Chinese authorities are demanding "severe punishment" for a man who allegedly stole a terra-cotta warrior statue's thumb on display in the U.S., according to China's state-owned Xinhua news agency.
The statue dates back to 209 B.C. and is worth $4.5 million. It is one of 10 Chinese terra-cotta warriors on loan to the Franklin Institute in Philadelphia. The thumb came from the life-size clay soldier known as the Cavalryman.
The director of the Shaanxi Cultural Heritage Promotion Center, which loaned the statues, lashed out at the museum Monday, saying it was “careless” in guarding the warrior.
"We ask that the U.S. severely punish the perpetrator. We have lodged a serious protest with them," said Wu Haiyun, according to the BBC.
The soldier was part of a “Terrra cotta Army” that provided after-life security at the burial complex of China’s first emperor, Qin Shihuangdi. The statues are on display at the museum until March 4.
Federal authorities said Michael Rohana, 24, from Delaware, stole the thumb. He was charged with theft and concealment of a major artwork, and later released on a $15,000 bail, according to Xinhua.
Federal authorities said the guest at a party at the Philadelphia museum in December slipped into a closed exhibit and snipped off part of a sculpture.
The young man in a long-sleeved green sweater and a Philadelphia Phillies cap walked into the darkened exhibit during a Dec. 21 “Science After Hours” party, according to an affidavit by FBI Special Agent Jacob Archer. He also took a selfie.
Surveillance video shows the guest alone with “a priceless part of China’s cultural heritage,” reported Archer, a member of the FBI’s Art Crime Team.
Museum staff noticed the missing thumb Jan. 8 and the FBI later traced it to Rohana, who admitted he kept the thumb in a desk drawer.

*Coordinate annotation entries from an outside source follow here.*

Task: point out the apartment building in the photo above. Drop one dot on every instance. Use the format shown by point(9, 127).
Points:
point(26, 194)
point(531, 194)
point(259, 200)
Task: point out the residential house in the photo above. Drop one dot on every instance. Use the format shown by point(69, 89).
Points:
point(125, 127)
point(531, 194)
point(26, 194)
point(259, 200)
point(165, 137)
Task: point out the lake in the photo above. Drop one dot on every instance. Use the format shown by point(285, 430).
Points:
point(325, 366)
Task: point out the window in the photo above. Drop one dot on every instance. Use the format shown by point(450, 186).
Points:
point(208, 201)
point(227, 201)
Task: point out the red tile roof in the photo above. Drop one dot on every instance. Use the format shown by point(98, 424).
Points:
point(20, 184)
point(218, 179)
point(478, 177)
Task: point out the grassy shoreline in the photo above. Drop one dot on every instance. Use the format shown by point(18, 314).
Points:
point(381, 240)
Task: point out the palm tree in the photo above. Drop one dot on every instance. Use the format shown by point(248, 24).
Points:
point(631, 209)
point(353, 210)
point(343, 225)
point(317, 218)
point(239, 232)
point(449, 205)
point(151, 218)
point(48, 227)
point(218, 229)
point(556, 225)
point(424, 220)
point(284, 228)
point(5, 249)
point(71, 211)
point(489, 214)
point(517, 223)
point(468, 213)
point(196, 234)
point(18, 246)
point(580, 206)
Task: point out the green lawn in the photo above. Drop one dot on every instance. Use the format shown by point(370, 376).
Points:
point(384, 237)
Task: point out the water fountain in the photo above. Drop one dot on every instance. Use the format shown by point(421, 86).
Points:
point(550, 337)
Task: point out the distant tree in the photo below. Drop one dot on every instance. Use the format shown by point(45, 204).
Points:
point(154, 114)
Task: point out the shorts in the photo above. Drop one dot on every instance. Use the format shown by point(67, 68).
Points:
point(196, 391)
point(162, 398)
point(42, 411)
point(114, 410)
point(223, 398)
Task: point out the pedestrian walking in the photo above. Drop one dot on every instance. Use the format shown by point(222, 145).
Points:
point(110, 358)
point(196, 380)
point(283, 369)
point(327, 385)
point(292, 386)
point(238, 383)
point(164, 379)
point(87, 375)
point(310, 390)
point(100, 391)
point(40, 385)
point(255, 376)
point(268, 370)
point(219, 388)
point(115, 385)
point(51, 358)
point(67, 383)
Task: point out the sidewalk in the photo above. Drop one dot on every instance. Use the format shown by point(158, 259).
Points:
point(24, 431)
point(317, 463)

In a statement Tuesday, the Franklin Institute said, "The Franklin Institute has the utmost respect for the Terracotta Warriors and the rich Chinese cultural heritage they embody. This was a deplorable act, and we share in the condemnation of this crime as expressed by our partners at the Shaanxi Cultural Heritage Promotion Center. The Institute has been working with the FBI and the United States Attorney’s office to ensure that justice for the individual responsible is served. We will continue to cooperate fully with our partners in China to maintain and protect the warriors with the utmost care and reverence."
The cultural relics authority of northwest China's Shaanxi Province will send two experts to repair the damaged terracotta warrior statue, Xinhua reported.